Cable Lateral Raise: Biomechanics & Clinical Form | VisualBody Lab

Cable Lateral Raise

Shoulder Focus Isolation Movement Lateral Abduction Cable Machine
Medical Disclaimer: Raising the arm above 90 degrees strictly in the coronal plane can compress the supraspinatus tendon. Keep the raise within the scapular plane and stop at shoulder level to prevent impingement.

TL;DR

The Cable Lateral Raise is a premier isolation movement for the Lateral Deltoid. Unlike dumbbells, the cable mechanism provides continuous tension across the entire range of motion, delivering an unmatched stretch-mediated hypertrophic stimulus at the bottom of the rep to build wider shoulders.

Biomechanics Profile

Primary Mover Lateral Deltoid
Secondary Synergists Supraspinatus, Anterior Deltoid, Upper Trapezius
Joint Actions Glenohumeral Abduction (Scapular Plane)
Resistance Profile Constant Tension (Cable Mechanism)

Programming Parameters

Optimal Volume 3-4 Sets × 12-20 Reps / Side
Intensity Target 0-1 RIR (To Failure)
Rest Interval 60-90 Seconds
Execution Tempo 3-0-1-1 (Eccentric-Pause-Concentric-Squeeze)

Execution Protocol

  • Setup & Alignment Set a cable pulley to the lowest position and attach a single D-handle. Stand perpendicular to the machine, holding the upright with your non-working arm for stability. Grasp the handle with your working arm. The cable can run in front of or behind your legs. Brace your core and depress your scapulae.
  • The Abduction (Concentric Phase) Initiate the movement by driving your arm outward and slightly forward into the scapular plane (about 30 degrees ahead of your torso) while exhaling. Maintain a slight bend in your elbow. Stop when your hand reaches shoulder height to prevent supraspinatus impingement and upper trapezius compensation.
  • The Descent (Eccentric Phase) Lower the handle in a slow, controlled manner (3-4 seconds) while inhaling deeply. Allow the cable to pull your arm slightly across your midline at the bottom of the movement to achieve a maximum active stretch on the lateral deltoid fibers under load.

Clinical Red Flags

  • Trapezius Shrugging: Elevating the shoulder blade as you raise the arm shifts the mechanical load directly onto the upper trapezius, bypassing the lateral deltoid. The scapula must remain depressed throughout the rep.
  • Coronal Plane Abduction: Flaring the arm perfectly sideways in line with your shoulders forces the humeral head to smash into the acromion. Always raise the arm slightly forward in the scapular plane.

Clinical Troubleshooting

Losing Balance During the Pull
The Fix: Use your non-working hand to grab the structural pole of the cable machine. You can lean slightly away from the machine to create an extremely stable counterbalance, ensuring perfect isolation.
Elbow Joint Pain
The Fix: Do not lock out your elbow perfectly straight. Keep a subtle, 10-15 degree bend in the elbow and lock that angle in place for the duration of the set to alleviate stress on the joint capsule.

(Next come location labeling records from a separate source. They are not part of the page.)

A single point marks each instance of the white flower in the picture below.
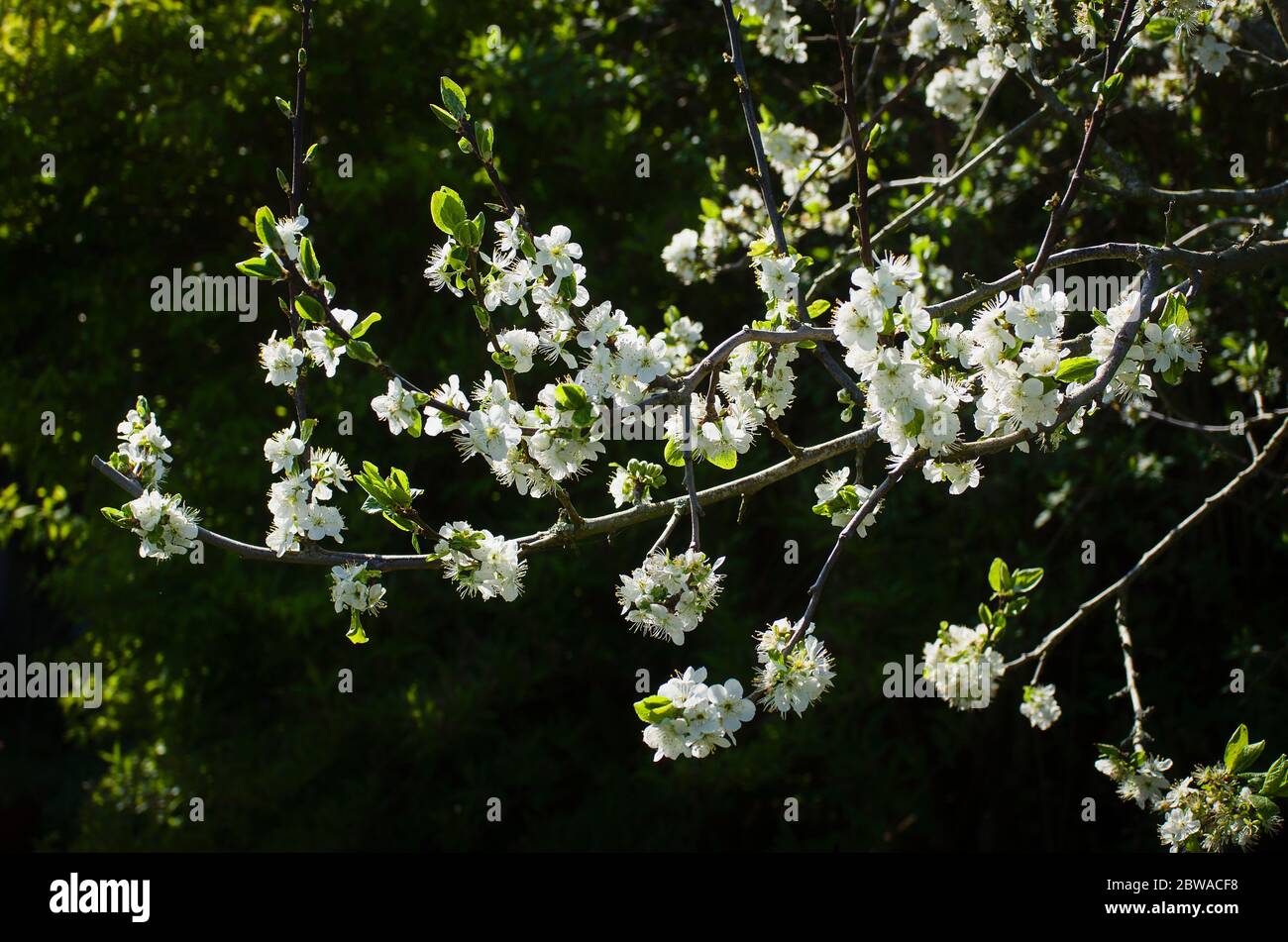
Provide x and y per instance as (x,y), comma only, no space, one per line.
(519,344)
(962,666)
(316,341)
(450,394)
(1177,828)
(690,719)
(732,708)
(281,360)
(558,251)
(1168,345)
(282,448)
(1211,52)
(682,255)
(670,594)
(912,318)
(1037,312)
(288,229)
(438,269)
(879,288)
(857,326)
(480,563)
(490,433)
(163,525)
(1039,706)
(777,276)
(961,476)
(143,446)
(397,407)
(507,240)
(793,680)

Biomechanically Similar Alternatives

Frequently Asked Questions

Why use cables instead of dumbbells for lateral raises?

Dumbbells have an ascending resistance profile, meaning there is zero tension at the bottom of the movement where the muscle is fully lengthened. Cables provide constant tension throughout the entire range of motion, offering a superior stretch-mediated hypertrophic stimulus at the bottom phase.

Should the cable pass in front of or behind my body?

Both variations are valid. Passing the cable behind your back allows for a greater stretch on the lateral and posterior deltoid heads at the start of the movement. Passing it in front is more comfortable for some but slightly shifts the bias toward the anterior/lateral insertion.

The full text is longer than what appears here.